Turkey, locked in a military conflict with Moscow and Damascus in northwest Syria, hosts 3.6 million Syrian refugees and has said it cannot handle more. It wants the EU to more forcefully back its efforts in Syria and deliver more funds to care for the nearly one million displaced there.

Human rights case over Greece's treatment of migrants

Soylu also said on March 4 that Turkey was preparing a case in the European Court of Human Rights over Greece's treatment of migrants, and added the EU has so far made no concrete offer to deal with thousands trying to enter the bloc.

Soylu said on private broadcaster CNN Türk that officials are "making preparations" to apply to the ECHR over Greece's interventions with the migrants.
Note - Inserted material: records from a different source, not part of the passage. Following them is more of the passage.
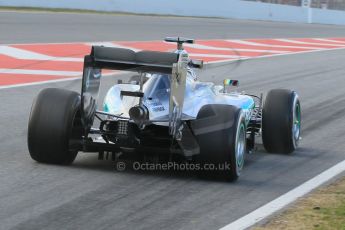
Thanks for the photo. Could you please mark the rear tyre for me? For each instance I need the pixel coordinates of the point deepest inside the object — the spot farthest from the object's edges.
(281, 121)
(221, 133)
(54, 122)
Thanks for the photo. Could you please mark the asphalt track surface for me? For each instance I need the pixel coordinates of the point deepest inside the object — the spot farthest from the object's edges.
(91, 194)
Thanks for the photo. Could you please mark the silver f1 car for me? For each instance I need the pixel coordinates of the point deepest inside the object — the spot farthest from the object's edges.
(164, 110)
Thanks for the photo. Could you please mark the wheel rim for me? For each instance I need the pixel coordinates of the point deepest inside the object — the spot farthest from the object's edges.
(240, 148)
(296, 126)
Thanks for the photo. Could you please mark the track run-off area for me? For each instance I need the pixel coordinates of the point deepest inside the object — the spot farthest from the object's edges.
(29, 63)
(40, 50)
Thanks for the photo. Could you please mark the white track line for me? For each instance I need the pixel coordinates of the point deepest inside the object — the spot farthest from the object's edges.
(309, 43)
(274, 46)
(216, 62)
(329, 40)
(39, 83)
(217, 55)
(275, 205)
(40, 72)
(111, 44)
(204, 47)
(28, 55)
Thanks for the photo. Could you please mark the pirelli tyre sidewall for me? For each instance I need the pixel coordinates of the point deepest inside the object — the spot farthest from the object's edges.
(221, 134)
(281, 121)
(54, 121)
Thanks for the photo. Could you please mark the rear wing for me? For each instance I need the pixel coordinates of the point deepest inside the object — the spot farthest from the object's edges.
(129, 60)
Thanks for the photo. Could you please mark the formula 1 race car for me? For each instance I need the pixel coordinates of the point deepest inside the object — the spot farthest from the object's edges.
(164, 109)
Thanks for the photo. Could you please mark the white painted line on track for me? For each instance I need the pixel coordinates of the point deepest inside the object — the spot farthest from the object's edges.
(111, 44)
(204, 47)
(274, 46)
(214, 62)
(39, 83)
(329, 40)
(217, 55)
(40, 72)
(308, 43)
(268, 209)
(29, 55)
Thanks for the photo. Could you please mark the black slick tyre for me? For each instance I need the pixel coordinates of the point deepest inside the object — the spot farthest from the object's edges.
(54, 121)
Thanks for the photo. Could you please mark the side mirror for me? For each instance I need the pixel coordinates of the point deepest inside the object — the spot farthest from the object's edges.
(196, 63)
(229, 82)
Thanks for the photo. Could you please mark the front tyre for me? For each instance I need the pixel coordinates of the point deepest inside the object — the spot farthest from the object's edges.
(221, 134)
(54, 122)
(281, 121)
The families of two people who died have authorized Ankara to do so.

He said that more than 135,000 people had so far passed from Turkey's border province of Edirne into Greece since late last week, citing what he called daily police observation.

 

Turkish President Recep Tayyip Erdoğan met European Council President Charles Michel on March 4 as hundreds of Turkey-based migrants again tried to cross into Greece, prompting riot police on both sides of the border to fire tear gas and trade blame.

İbrahim Kalın, Turkey's presidential spokesman, told reporters in Ankara that Michel made "no concrete proposition" on migrants to the EU in talks with Erdoğan but added: "We hope they somehow formulate this plan soon and get it to us so we can quickly realize it in the event we reach agreement."

He said Turkey does not consider its decision to encourage migrants to cross over into the EU as "political blackmail" as some European officials have said.

"It is a double standard that the European Union can mobilize hundreds of millions of euros to Greece within days, but uses bureaucracy as an excuse when it comes to Turkey," Kalın added.